The ovaries are one amazing set of organs, I have learned in the few weeks following my Dx. Both reproductive and endocrine - you might call them the command center for the hormonal workings of the female body. Before you can understand anything about premature ovarian failure, you need to understand exactly how the female reproductive and endocrine systems work.

Short version
Uterus builds up endometrium (lining) in anticipation of release of egg. Ovary releases egg. If sperm is in wait, egg should fertilize. The fertilized egg travels down the fallopian tube to the uterus and implants in the endometrium. Cue: pregnancy. If there is no sperm to fertilize the egg, then the egg and endometrium are flushed out in that lovely process known as menstruation. And then the whole process starts over again.

For the visual learners


A Hormonal Primer
Let's take a look at exactly what's happening hormonally during a woman's cycle. If you've ever wondered why some women might get a little "moody" during their cycle, well, we've got a LOT going on at once hormonally in our bodies :)

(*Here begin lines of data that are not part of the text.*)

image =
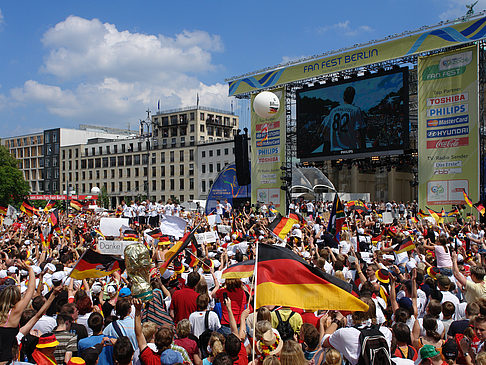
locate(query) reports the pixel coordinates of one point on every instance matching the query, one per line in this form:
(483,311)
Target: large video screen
(359,116)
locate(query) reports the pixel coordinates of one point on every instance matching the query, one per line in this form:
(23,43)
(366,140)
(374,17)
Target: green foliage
(13,187)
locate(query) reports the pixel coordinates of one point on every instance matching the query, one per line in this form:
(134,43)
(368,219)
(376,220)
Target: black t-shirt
(458,327)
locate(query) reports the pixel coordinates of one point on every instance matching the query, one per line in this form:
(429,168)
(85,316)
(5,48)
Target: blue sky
(66,63)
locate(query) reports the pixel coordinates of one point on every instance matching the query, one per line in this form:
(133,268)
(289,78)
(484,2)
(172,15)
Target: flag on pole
(76,204)
(96,265)
(281,226)
(466,198)
(307,288)
(336,218)
(406,245)
(27,209)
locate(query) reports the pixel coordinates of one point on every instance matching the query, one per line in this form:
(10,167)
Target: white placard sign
(224,229)
(206,237)
(387,218)
(108,247)
(111,226)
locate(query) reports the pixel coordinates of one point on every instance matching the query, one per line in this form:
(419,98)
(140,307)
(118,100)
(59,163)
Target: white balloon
(266,104)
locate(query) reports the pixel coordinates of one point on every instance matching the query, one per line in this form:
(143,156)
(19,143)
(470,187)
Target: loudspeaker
(241,159)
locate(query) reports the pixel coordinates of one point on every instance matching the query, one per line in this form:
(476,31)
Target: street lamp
(148,123)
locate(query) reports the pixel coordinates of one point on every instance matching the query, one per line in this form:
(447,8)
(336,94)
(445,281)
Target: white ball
(266,104)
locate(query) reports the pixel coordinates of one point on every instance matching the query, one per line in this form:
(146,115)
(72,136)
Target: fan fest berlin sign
(267,155)
(452,35)
(448,133)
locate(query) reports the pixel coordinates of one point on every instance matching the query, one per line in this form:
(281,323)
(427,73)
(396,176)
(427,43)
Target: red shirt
(183,303)
(310,317)
(242,356)
(238,303)
(149,357)
(189,345)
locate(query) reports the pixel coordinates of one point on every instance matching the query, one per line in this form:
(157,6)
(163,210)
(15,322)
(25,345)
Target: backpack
(284,327)
(206,335)
(374,348)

Follicular (Pre-Ovulatory) Phase
The pituitary gland begins releasing FSH (Follicle Stimulating Hormone). This primes the ovary to start maturing its follicles, the individual part of the ovary that releases the eggs. During this phase, several follicles actually develop at once, on both ovaries, but only one follicle will mature and release an egg in most normal circumstances. Estradiol (estrogen) is released by the ovaries during this time, and aids in the building of the endometrial lining of the uterus.

Ovulatory Phase
As estrogen levels peak, it triggers the release of LH (Lutenizing Hormone) by the pituitary gland. Of all the developing follicles, one will mature and burst, releasing the egg. It is currently unknown how the body determines which of these follicles on which ovary will release an egg. The ruptured follicle then becomes the corpus luteum (Latin for "yellow body"), and begins to release progesterone. Progesterone is a heat-releasing hormone, and causes a woman's BBT (Basal Body Temperature) to rise. It's also responsible for hot flashes. Progesterone is essential to ensuring implantation of the fertilized egg and to sustain pregnancy. If the egg is fertilized, it will take about 7-10 days to implant in the uterus. Once implanted, the fertilized egg will begin to release the hormone hGC (Human Chorionic Gonadotropin). This is the hormone that POAS HPTs (pee-on-a-stick home pregnancy tests) are designed to detect. The corpus luteum will continue to release progesterone, until the placenta develops and takes over progesterone production for the duration of the pregnancy.

Luteal Phase
If the egg is not fertilized, the corpus luteum will begin to disintergrate, and thus, decrease the amount of progesterone released. The drop in progesterone causes a second rise in estrogen, which then triggers the uterus to shed the endometrium, inducing a woman's menses. And then it starts all over again.

What does this all mean for me?
Well, my remaining ovary isn't working anymore for some presently unknown reason, so NONE of this is happening in my body right now.